La réponse ne fait aucun doute : la console récente est plus « design », tout droit sortie de l’imagination de designers payés pour l’être. Mais si on augmente d’un cran la finesse de la question… Lequel des deux est le plus stylé ?

Ha… Vous voyez, tout d’un coup, les choses deviennent un peu plus complexes que la binarité « beau = stylé » du système de pensée dans lequel la plupart des gens sont enfermés.

Par exemple, pourquoi, pour une partie des femmes, Kurt « cheveux gras vêtements troués » Cobain est plus désirable que Jude « le gendre idéal » Law ? Le mythe du bad boy ? Autre exemple : Pourquoi, au 4×4 Mercedes flambant propre et neuf certains préféreront le vieux Range Rover avec boue sur les jantes de série ? Le mythe de l’aventure peut être ?

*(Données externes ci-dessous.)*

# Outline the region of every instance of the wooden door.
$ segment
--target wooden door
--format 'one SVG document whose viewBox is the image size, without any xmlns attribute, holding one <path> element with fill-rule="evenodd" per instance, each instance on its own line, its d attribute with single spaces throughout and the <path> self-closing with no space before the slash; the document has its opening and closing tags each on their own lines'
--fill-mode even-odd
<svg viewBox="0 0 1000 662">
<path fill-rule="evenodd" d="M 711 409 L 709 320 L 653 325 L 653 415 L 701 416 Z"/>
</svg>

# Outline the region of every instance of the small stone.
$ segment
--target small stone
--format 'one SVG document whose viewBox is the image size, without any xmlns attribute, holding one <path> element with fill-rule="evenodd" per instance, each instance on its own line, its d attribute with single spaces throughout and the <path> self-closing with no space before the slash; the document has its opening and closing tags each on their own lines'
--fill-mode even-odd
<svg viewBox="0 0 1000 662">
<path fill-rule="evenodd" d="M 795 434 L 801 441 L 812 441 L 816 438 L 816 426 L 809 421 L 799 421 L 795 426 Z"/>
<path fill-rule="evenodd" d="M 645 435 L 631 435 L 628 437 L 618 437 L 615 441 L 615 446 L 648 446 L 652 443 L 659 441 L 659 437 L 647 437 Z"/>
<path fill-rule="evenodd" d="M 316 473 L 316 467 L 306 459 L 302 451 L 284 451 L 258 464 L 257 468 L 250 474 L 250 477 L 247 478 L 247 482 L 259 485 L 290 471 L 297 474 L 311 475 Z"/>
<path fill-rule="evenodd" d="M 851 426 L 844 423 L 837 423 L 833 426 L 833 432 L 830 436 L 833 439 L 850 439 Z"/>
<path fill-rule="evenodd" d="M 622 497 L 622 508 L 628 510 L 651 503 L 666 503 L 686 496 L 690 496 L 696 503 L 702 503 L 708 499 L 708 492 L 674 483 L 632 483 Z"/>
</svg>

A vrai dire, les réponses suggérées sur le ton de la plaisanterie ne sont en fait pas si éloignées de la réalité. Et cette réalité, tenez vous bien car elle défie une certaine logique de masse, c’est que le beau n’est pas, forcement, stylé. Que les aspérités, l’usure ou le négligé sont bien souvent préférés au propre, au neuf ou au précieux. Et oui, on a souvent tendance à négliger une partie importante de la valeur des choses et des objets, qui dépasse (voir surclasse), ses propriétés et valeurs purement intrinsèques : l’imaginaire qu’il véhicule. Comprenez ce à quoi il fait référence, ce qu’on voit et imagine par association d’idée, ce qu’il évoque.

Exemple très concret au sein des tendances actuelles : on a bien souvent décrié la veste en jean, souvent informe, mal coupée, affadissant une tenue avec le risque de la combinaison jeans… Mais cette pièce emblématique n’est jamais morte et est même redevenue un must have stylistique d’il y a 1 ou 2 saisons. Non pas parce qu’on aurait simplement soigné sa coupe et amélioré ses finitions… Non. Plutôt parce qu’elle rappelle une certaine image de l’homme, un peu bad boy, harley, rock, travailleur manuel etc. qui correspond à ce mouvement de réaction à l’image surannée du métrosexuel… Imaginaire on vous a dit.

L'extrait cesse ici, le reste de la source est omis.